Paul Gauguin Self-portrait,
1902, his last self-image
The secret fantasy of every hen-pecked husband is to escape to some sunbathed island in the South Pacific and there to frolic merrily in the soft blue waters, lie back in the warm white sands, eat mangoes or some such other tropical fruit while all the while being fawned over by beautiful, scantily clad, native girls for the rest of his natural life. Okay, the mangoes might be a bit much, but you get the idea. The French Post-Impressionist Paul Gauguin did just that over a hundred years ago. A stock broker by profession, and a weekend painter, he first tried living with his friend Vincent van Gogh. Clashing violently with the unstable genius, while being more than a little unstable himself, he vowed to escape civilization. He left his wife and five children and fled first to Panama, then to Martinique, and finally to the French colony of Tahiti where his existence in the midst of the island's bare-breasted beauty transformed his art and won him a measure of success as the exotic masterpieces were shipped back to Paris for sale. 
 
Tahitien: Fatata te Miti, 1893, Paul Gauguin 
All Gauguin needed was a break. More than just a break from the ennui of the 19th century middle-class rat race, Gauguin needed a break from reality. His art itself needed a break from the French bourgeois pretensions which dominated even those such as himself and van Gogh painting on the cutting edge of the artistic norms of their day. It was hard to sell, hard to rise above the crowd of literally thousands of other artists painting staid landscapes, static still-lifes, stolid portraits, and the stratified social milieu of Parisian street scenes. Defying social taboos as to how a French family man, even how a French artist should behave, Tahiti provided that break. The French island colony in the south Pacific was exotic, not to mention erotic, especially as portrayed by Gauguin. Only after he began sending back to his Parisian art dealer, Ambroise Vollard, his colorful painted encounters with these elements of his new, unfettered lifestyle did he gain any measure of success. His work found an audience. He began to sell.
 
Women and a White Horse, 1903, Paul Gauguin, one of his last paintings.

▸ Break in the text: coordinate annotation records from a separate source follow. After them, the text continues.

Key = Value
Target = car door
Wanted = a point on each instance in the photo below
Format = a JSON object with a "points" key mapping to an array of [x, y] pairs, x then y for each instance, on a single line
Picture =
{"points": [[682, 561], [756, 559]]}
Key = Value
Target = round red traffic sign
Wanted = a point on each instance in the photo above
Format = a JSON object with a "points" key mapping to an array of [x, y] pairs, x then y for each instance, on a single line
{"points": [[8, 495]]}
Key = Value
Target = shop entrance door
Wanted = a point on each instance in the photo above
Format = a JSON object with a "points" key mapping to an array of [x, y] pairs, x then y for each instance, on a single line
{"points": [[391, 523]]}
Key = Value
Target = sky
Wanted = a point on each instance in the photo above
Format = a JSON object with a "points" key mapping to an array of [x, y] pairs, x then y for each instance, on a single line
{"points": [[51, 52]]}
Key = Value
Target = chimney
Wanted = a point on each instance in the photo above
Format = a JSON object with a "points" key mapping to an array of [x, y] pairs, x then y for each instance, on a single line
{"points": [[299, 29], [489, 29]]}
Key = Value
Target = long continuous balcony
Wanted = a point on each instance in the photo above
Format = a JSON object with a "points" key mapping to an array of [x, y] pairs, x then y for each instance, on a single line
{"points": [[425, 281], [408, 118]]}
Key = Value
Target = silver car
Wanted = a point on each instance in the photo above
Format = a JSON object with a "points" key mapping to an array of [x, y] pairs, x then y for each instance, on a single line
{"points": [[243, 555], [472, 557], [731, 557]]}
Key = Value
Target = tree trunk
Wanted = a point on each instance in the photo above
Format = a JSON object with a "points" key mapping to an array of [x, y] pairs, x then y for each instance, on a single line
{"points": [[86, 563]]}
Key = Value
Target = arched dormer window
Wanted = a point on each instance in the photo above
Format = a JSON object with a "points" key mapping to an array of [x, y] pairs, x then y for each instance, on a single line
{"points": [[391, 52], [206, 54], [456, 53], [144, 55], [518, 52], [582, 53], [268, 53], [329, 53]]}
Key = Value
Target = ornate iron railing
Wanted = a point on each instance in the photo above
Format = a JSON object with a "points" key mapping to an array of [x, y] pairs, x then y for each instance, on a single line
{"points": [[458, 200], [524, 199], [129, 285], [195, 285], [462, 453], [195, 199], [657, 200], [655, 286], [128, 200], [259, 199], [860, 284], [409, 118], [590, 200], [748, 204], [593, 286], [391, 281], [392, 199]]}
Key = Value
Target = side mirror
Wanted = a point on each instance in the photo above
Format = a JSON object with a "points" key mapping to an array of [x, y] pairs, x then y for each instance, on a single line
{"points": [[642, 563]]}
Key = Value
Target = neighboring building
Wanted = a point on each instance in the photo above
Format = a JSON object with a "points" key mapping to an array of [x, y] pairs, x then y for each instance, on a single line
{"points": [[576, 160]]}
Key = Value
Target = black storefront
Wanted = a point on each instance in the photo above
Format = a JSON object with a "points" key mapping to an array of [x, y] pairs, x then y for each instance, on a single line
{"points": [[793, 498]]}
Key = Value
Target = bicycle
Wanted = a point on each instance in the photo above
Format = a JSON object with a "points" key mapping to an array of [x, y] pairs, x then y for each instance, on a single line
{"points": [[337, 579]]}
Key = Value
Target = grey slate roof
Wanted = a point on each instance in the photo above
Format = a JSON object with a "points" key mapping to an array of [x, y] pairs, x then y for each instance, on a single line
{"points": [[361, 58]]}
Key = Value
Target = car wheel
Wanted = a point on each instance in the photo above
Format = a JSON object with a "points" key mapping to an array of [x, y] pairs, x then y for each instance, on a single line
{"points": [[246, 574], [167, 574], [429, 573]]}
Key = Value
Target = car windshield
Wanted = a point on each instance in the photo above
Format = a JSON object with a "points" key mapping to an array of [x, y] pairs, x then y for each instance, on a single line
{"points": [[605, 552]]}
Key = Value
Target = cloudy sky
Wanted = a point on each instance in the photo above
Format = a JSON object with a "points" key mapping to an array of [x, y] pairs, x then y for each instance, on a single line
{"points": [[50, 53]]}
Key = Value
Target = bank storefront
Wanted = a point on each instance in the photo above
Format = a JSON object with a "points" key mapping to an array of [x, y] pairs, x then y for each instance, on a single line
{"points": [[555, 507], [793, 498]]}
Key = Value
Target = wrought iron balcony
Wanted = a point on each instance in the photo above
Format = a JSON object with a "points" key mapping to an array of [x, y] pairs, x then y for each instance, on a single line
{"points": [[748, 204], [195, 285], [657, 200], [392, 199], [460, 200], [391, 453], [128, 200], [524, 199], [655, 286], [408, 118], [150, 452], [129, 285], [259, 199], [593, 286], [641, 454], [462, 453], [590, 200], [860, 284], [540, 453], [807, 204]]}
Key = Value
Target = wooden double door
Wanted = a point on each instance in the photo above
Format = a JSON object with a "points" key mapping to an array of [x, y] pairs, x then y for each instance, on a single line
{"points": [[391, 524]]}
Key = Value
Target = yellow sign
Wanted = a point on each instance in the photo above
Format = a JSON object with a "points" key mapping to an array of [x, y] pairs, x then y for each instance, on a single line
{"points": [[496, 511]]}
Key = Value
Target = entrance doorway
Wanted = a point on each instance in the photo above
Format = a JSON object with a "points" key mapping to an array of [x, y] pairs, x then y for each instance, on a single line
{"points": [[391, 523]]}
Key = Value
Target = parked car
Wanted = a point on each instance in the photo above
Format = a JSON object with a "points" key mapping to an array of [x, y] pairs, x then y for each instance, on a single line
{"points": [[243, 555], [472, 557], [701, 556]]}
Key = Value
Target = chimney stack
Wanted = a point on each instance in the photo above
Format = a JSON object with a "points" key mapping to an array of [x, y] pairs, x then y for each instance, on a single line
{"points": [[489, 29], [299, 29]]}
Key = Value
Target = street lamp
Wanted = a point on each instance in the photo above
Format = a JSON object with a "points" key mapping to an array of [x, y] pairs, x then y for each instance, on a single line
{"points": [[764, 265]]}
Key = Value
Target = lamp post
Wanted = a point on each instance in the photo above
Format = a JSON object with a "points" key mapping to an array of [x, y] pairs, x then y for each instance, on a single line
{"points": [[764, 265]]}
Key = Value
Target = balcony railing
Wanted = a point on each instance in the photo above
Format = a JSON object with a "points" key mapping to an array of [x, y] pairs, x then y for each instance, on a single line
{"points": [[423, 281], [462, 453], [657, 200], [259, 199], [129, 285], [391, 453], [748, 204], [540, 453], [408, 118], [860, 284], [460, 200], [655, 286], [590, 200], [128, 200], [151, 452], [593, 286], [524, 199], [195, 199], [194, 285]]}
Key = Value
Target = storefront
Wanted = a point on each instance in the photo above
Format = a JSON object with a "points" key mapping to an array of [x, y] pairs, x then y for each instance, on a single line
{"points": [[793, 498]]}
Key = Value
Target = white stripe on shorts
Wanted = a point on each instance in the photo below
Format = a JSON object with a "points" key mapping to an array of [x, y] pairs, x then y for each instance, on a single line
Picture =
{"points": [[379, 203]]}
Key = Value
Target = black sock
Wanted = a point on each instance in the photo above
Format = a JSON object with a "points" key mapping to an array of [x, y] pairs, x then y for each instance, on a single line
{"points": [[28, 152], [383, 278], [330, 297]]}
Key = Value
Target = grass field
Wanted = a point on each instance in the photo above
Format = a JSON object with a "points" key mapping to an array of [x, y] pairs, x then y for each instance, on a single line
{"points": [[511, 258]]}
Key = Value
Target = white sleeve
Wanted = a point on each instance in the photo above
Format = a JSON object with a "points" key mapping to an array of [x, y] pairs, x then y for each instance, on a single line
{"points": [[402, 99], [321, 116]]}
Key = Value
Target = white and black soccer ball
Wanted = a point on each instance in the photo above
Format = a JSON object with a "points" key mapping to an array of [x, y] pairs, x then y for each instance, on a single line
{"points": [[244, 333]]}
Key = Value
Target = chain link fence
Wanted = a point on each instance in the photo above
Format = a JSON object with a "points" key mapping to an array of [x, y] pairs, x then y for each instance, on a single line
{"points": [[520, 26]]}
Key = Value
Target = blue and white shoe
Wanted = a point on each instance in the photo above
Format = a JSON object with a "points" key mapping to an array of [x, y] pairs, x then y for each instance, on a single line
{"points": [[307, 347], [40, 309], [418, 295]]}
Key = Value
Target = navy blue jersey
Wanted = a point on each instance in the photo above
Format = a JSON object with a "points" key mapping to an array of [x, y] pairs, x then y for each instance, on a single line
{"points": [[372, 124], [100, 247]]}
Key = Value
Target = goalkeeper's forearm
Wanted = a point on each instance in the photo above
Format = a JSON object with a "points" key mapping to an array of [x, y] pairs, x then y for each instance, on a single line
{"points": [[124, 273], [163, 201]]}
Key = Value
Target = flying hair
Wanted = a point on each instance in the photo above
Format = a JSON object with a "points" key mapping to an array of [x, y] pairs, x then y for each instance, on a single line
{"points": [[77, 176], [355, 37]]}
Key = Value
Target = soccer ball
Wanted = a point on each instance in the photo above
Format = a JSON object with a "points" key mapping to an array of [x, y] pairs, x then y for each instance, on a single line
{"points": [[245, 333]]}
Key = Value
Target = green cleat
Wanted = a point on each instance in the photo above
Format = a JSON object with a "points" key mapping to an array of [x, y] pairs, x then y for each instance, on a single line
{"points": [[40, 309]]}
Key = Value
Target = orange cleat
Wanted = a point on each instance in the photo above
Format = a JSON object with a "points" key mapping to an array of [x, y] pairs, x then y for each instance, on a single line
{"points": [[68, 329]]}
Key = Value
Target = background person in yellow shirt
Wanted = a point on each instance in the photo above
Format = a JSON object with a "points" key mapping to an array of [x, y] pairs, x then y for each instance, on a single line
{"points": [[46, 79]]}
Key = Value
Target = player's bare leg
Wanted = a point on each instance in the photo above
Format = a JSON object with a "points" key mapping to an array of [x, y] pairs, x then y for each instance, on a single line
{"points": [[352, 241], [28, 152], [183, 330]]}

Sadly though, success came too late. The "good life" was beyond his grasp. He tried going back to France for a few months, only to return to the south Pacific, disillusioned with European art. He set up shop in the Marquesas Islands. But alcohol and sexual promiscuity had, by then, taken its toll. He attempted suicide and failed. Five years later, May 8, 1903, facing a prison term, deeply in debt, largely unable to paint, he died of syphilis, a failure in his own eyes. Much of his debt he owed a wealthy plantation owner who was angered that Gauguin had the nerve to die without having first settled his debt. In a strange fit of senseless outrage, he burned Gauguin's small island cottage, and with it dozens of paintings worth, even then, thousands of Francs--and worth many millions today.